Home Improvement March 1995: As uncollected garbage fills in the city’s streets and alleys, Department of Public Works employees—who obscure the departmental logo on their uniforms and truck—unload mulch and spread it on the mayor’s flower beds.

January 1995: Retired police officer Fred Gaskins, a former member of Barry’s security detail who supposedly threatened Barbara Mouring, wins a no-bid contract to build a brick fence around the mayor’s house. Cora Barry initially says that fence will be paid for by private donations; Marion Barry later assures the public that he and his wife will pick up the tab.
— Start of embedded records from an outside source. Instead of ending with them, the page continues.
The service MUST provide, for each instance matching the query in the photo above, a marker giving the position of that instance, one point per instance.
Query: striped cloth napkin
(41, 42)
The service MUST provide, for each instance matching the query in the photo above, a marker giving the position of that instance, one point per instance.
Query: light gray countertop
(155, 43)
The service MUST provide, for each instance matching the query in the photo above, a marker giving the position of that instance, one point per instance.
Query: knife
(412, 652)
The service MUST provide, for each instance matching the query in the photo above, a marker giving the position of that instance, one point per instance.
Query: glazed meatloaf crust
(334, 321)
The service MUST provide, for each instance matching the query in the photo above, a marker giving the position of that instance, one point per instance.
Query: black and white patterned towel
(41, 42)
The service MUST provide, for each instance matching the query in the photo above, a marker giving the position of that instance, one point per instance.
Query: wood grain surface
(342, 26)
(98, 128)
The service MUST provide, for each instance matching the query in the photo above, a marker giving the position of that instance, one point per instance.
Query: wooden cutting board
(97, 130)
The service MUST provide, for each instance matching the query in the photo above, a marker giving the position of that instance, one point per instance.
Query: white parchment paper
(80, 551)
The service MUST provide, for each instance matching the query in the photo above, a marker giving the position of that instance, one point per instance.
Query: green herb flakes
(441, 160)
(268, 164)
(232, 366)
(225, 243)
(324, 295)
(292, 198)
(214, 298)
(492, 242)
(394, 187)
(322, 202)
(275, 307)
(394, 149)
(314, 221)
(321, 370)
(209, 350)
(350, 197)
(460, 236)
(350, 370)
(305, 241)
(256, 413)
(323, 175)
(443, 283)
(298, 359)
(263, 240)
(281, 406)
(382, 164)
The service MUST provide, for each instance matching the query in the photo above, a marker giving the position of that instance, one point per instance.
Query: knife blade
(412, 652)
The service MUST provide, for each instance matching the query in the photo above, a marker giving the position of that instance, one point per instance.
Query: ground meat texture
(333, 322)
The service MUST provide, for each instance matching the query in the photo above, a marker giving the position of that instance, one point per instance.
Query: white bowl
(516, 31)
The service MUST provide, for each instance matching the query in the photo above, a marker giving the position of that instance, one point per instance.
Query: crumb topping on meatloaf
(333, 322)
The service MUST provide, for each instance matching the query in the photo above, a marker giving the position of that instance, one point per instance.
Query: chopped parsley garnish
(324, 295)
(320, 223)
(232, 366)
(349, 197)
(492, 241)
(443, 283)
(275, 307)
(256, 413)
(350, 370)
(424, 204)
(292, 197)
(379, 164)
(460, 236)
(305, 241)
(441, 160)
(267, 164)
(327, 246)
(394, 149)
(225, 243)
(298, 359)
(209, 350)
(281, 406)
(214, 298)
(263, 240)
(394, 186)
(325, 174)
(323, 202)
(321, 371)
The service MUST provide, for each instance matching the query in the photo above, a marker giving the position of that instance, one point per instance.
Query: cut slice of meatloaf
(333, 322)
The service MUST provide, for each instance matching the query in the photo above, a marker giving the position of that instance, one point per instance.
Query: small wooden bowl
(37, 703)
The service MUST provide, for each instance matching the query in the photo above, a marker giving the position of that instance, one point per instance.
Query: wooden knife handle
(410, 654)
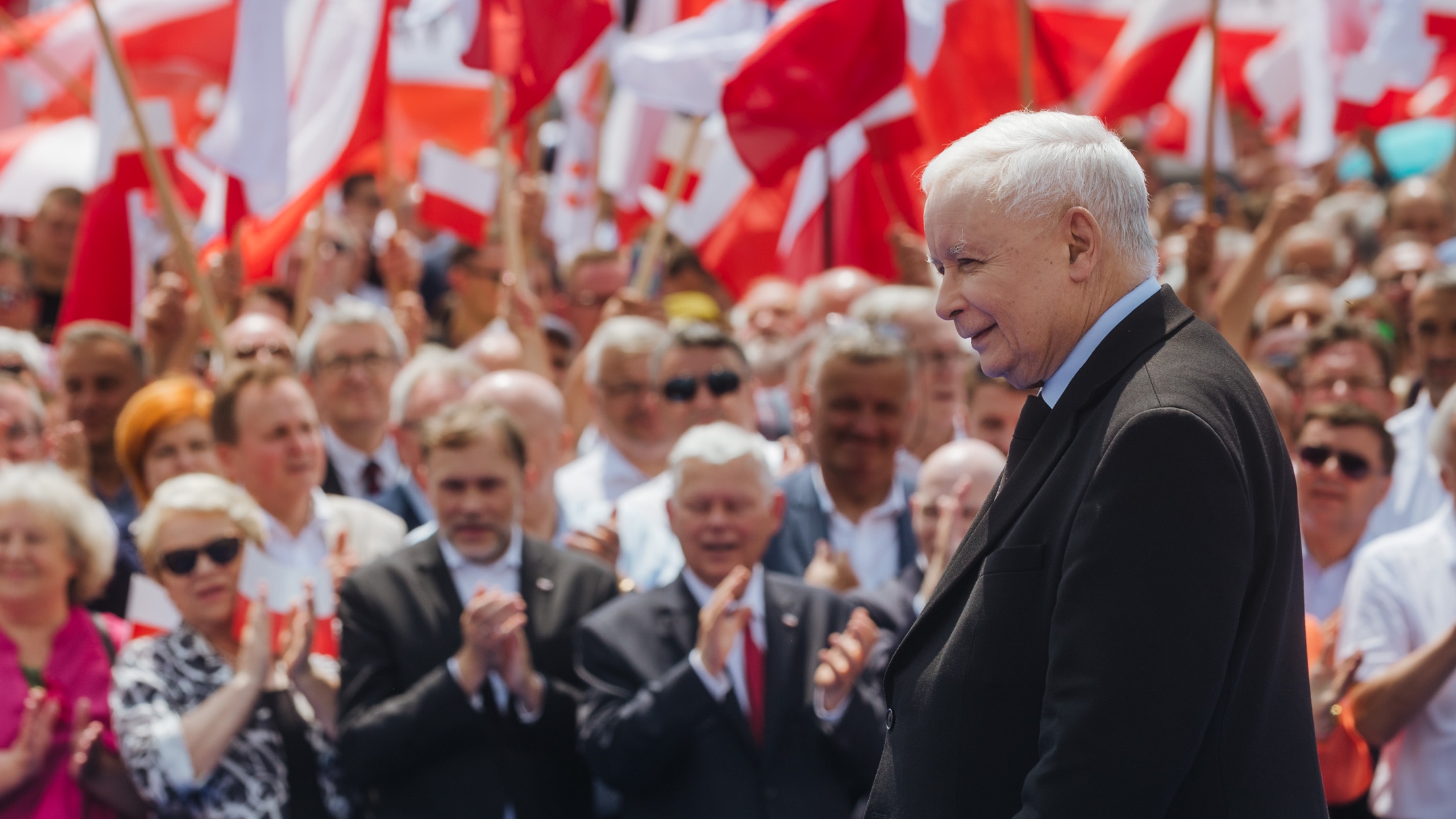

1980: Marion and wife No. 3 Effi get a mortgage at 3.25 points below the going rate from the Federal Savings and Loan Association, a bank that was Effi’s employer and was run by Barry supporter William Fitzgerald. Barry later awards Fitzgerald and fellow investors development rights to Gallery Place for $14 million below fair market value.

Homes Away From Home December 1994: For two days, the Barrys celebrate their anniversary in a $2,500-a-night Mayflower hotel suite, guarded by the 12-person mayoral security force and nine extra cops.

1986-87: Reporters discover that Barry has been using the Constituents Services Fund, the “Ceremonial Fund,” and various other pots of cash to pay for more than $100,000 in travel expenses.

It Hurts You More Than It Hurts Me 1995: In the wake of the city’s fiscal crisis, Barry promises to take a 20-percent pay-cut. He subsequently revises that figure to 15 percent, then 10, then 5. Current mayoral salary: unknown.

1980: Right before ordering a freeze on city promotions and hirings, Barry gives raises to his top five aides. He eliminates all city chauffeurs, except his (two full-time and one part-time). Barry claims firing his drivers would be inefficient since he does “a lot of work in the car.”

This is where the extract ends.